Figure 6. Rebound virus clonality and resistance to bNAb-derived CAR T cell–mediated cytotoxicity.

(A) Clonal Env mutations on inner domain, V2 loop, loop D, CD4-binding site, and V5 loop after viral rebound in patients 002 and 006. All sequences were compared with the consensus of the rebound viruses. The residue numbers are based on HIV-1 HXB2 sequence.

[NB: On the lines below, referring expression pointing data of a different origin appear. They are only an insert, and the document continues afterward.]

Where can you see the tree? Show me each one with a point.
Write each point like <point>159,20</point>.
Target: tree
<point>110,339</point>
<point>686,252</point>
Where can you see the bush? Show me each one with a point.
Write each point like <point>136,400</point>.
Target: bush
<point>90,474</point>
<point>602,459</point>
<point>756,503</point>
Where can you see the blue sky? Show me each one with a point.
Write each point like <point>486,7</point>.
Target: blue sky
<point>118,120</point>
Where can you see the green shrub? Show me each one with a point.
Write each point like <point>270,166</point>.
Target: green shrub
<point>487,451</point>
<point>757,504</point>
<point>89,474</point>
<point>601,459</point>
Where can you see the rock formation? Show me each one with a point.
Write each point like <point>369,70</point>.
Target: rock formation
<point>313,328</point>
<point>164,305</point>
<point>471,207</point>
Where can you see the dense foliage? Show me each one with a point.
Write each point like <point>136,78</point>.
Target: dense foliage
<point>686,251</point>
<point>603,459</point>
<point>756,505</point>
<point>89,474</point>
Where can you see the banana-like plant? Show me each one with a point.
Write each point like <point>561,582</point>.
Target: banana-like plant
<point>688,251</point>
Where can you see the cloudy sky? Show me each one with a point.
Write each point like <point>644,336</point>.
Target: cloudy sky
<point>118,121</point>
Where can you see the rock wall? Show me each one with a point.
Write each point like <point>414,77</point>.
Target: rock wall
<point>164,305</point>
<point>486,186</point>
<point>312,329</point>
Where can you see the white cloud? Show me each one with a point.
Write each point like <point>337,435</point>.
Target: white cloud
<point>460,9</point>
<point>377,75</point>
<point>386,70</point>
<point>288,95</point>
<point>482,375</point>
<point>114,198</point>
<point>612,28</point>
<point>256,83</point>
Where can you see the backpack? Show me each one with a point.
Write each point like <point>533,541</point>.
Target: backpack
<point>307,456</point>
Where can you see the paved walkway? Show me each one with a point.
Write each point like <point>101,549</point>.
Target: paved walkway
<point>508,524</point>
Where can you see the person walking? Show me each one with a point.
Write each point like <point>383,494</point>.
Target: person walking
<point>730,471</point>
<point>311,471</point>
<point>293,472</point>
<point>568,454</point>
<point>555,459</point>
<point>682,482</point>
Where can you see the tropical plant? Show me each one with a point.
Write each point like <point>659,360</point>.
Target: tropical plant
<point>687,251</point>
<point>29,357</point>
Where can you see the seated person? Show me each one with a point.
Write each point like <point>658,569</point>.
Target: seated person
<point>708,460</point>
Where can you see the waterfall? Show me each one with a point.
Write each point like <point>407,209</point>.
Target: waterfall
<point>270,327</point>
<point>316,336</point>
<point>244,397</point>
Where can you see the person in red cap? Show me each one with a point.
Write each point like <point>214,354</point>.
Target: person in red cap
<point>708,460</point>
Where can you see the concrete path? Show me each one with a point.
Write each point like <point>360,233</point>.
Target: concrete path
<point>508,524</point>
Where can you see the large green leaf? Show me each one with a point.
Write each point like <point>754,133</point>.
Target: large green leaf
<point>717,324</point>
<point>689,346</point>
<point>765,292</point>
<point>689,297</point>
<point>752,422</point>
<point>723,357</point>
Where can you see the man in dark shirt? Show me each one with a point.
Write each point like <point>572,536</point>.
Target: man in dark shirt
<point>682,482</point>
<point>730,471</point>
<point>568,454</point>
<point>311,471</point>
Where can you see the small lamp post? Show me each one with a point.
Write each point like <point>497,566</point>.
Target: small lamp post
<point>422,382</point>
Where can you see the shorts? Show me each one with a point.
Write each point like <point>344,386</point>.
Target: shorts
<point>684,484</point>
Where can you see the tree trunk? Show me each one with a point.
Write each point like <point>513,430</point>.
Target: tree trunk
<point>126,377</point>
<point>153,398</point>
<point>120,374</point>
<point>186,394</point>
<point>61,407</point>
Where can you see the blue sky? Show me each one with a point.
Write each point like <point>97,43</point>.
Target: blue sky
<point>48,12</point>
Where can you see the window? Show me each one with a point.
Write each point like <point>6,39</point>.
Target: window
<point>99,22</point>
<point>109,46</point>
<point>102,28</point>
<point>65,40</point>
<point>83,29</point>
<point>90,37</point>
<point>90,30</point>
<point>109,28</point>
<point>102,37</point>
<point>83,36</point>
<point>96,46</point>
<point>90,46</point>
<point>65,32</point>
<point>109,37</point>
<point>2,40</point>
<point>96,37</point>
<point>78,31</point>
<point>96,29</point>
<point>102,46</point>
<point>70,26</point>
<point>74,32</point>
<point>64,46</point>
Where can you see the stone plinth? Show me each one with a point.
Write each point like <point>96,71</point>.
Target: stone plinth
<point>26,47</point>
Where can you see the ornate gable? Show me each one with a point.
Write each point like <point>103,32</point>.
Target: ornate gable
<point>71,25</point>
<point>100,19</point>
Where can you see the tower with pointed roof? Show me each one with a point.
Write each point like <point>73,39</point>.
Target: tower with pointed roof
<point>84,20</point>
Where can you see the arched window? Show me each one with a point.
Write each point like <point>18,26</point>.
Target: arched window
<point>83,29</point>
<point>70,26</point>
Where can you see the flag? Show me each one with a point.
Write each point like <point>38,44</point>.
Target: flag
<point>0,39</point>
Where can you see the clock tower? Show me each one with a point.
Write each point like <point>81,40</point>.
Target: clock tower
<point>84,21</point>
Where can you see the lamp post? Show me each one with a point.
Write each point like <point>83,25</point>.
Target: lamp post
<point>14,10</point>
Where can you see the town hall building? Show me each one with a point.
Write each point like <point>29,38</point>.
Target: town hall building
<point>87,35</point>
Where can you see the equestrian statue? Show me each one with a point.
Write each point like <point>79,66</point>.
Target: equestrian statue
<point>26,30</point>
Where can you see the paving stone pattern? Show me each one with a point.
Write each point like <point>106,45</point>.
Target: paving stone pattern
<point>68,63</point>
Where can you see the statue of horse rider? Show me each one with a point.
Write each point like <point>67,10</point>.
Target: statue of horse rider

The top line shows amino acid differences in the pre–CAR T cell sequences from the rebound consensus. (B) PBMCs were isolated from healthy donors and divided into 2 populations. The CD8⁺ T lymphocytes were used to generate CAR T cells while the autologous CD4⁺ T cells were infected with outgrown HIV-1 from pre–CAR T cell latent reservoir (LR) or rebound reservoir (RD) (1 ng/mL p24). Six days after HIV-1 infection, antiretroviral compounds (azidothymidine and lopinavir) were added to the CD4⁺ T cell culture to inhibit virus production. Then the anti–HIV-1 drugs were withdrawn and CAR or control CD8⁺ T cells were mixed at a 1:1 ratio. Every 2 days the cultures were tested for the presence of p24 in the supernatant, using ELISA. Gray shade represents the addition of antiviral drugs. (C) HIV-1 Env derived from pre–CAR T cell latent reservoir or rebound reservoir was ectopically expressed on the HEK293T cell line. These target cell lines were compared for changes in sensitivity to CAR T cell–mediated specific cytotoxicity. Env derived from HIV-1_NL4-3 served as the positive control. Direct killing of target cell lines was tested after 24-hour coculture by detecting LDH release. A 2‑sided P value for the estimated difference in pre–CAR T cell and rebound resistance was calculated. Data represent the mean of triplicate values, and error bars represent SEM. P values were calculated using the 2-tailed unpaired Student’s t test with equal variances.